[Download Dataset](https://archive.ics.uci.edu/ml/machine-learning-databases/00228/smsspamcollection.zip)

Identify spam messages is a binary classification problem as messages are classified as either 'Spam' or 'Not Spam'. 

In [1]:
import pandas as pd

In [2]:
df = pd.read_table('datasets/SMSSpamCollection',
                   sep='\t', 
                   header=None, 
                   names=['label', 'sms_message'])

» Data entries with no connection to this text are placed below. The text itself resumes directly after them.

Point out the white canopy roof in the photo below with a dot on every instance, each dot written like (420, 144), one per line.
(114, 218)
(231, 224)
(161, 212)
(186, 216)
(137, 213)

# Output printing out first 5 columns
df.head()

Unnamed: 0,label,sms_message
0,ham,"Go until jurong point, crazy.. Available only ..."
1,ham,Ok lar... Joking wif u oni...
2,spam,Free entry in 2 a wkly comp to win FA Cup fina...
3,ham,U dun say so early hor... U c already then say...
4,ham,"Nah I don't think he goes to usf, he lives aro..."


In [3]:
df['label'] = df.label.map({'ham':0, 'spam':1})
print(df.shape)
df.head() # returns (rows, columns)

(5572, 2)


Unnamed: 0,label,sms_message
0,0,"Go until jurong point, crazy.. Available only ..."
1,0,Ok lar... Joking wif u oni...
2,1,Free entry in 2 a wkly comp to win FA Cup fina...
3,0,U dun say so early hor... U c already then say...
4,0,"Nah I don't think he goes to usf, he lives aro..."


The first column takes two values, 'ham' which signifies that the message is not spam, and 'spam' which signifies that the message is spam.<br><br>
The second column is the text content of the SMS message that is being classified.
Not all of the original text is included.